A second wave began in April 2016 in which 10 of 17 case-patients reported consuming coleslaw. Six case-patients ate coleslaw from the same manufacturer, which supplied retail chain A and a fast food restaurant chain. However, the food safety investigation, including sampling at the manufacturer and supplier, did not support this hypothesis.

On May 24, 2016, L. monocytogenes isolated from expired bagged chocolate milk collected from the home of 1 case-patient was confirmed to have the outbreak strain PFGE pattern. Fluid milk in Canada is often sold in plastic bags. In this instance, the outer packaging, which is the only area that contains the brand name, was discarded. Thus, the brand name was uncertain, and efforts were undertaken to confirm the source of the chocolate milk. Because the proxy of the case-patient reported purchasing brand B milk, samples of brand B chocolate and white milk were collected from retail for testing. Brand B was the main brand of chocolate milk sold by retail chain A, and it is distributed only in Ontario.

Although the hypothesis-generating questionnaire used stipulated milk, with flavored milk as a prompt, chocolate milk was not specified, and as a result this type of milk might have been underreported. Exposure to pasteurized milk was reported by 60% of case-patients in the first wave compared with 76% of controls. Thus, milk was not originally pursued as a source. However, this new positive isolate led to re-interviewing of case-patients from the second wave and resulted in 9 (75%) of 12 case-patients reporting consuming brand B when asked specifically about chocolate milk.

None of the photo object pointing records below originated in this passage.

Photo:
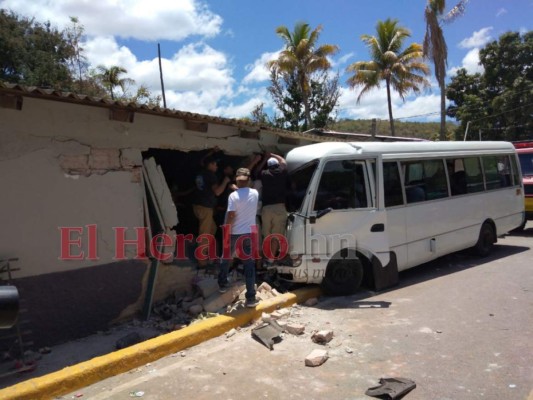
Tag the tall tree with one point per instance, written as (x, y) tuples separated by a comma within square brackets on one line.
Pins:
[(33, 53), (301, 58), (111, 79), (402, 70), (323, 99), (78, 62), (435, 47)]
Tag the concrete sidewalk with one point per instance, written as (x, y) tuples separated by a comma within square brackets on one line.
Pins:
[(77, 376)]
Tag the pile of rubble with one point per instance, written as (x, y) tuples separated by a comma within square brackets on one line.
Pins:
[(205, 301)]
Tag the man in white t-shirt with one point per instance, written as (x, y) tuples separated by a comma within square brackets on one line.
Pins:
[(240, 222)]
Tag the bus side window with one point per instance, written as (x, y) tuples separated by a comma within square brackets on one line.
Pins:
[(393, 184), (516, 175), (457, 176), (342, 186), (497, 171), (435, 179), (414, 182), (474, 177)]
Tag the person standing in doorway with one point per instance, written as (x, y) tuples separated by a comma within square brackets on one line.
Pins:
[(205, 200), (274, 211), (240, 225)]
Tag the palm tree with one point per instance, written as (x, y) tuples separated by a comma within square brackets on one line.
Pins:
[(435, 47), (110, 78), (301, 58), (402, 70)]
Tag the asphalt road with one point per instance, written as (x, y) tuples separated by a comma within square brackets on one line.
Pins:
[(459, 327)]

On June 3, a retail sample of brand B chocolate milk was confirmed positive for L. monocytogenes. This finding led to a class I recall of 1 lot of brand B chocolate milk. On June 5, the recall was expanded to all lots of brand B chocolate milk processed at that facility because of the result of extensive retail sampling. Isolates from the original sample and 3 subsequent positive samples of chocolate milk matched the outbreak strain by PFGE and whole-genome sequencing. No white milk samples were positive for L. monocytogenes.

Environmental sampling at the manufacturer confirmed the presence of the outbreak strain within a post-pasteurization pump dedicated to chocolate milk and on nonfood contact surfaces. This post-process contamination of the chocolate milk line was believed to be the root cause of the outbreak. A harborage site might have been introduced by a specific maintenance event or poor equipment design. The equipment was subsequently replaced, and corrective measures were implemented to prevent reoccurrence. Chocolate milk production was resumed after vigorous testing for L. monocytogenes under regulatory oversight.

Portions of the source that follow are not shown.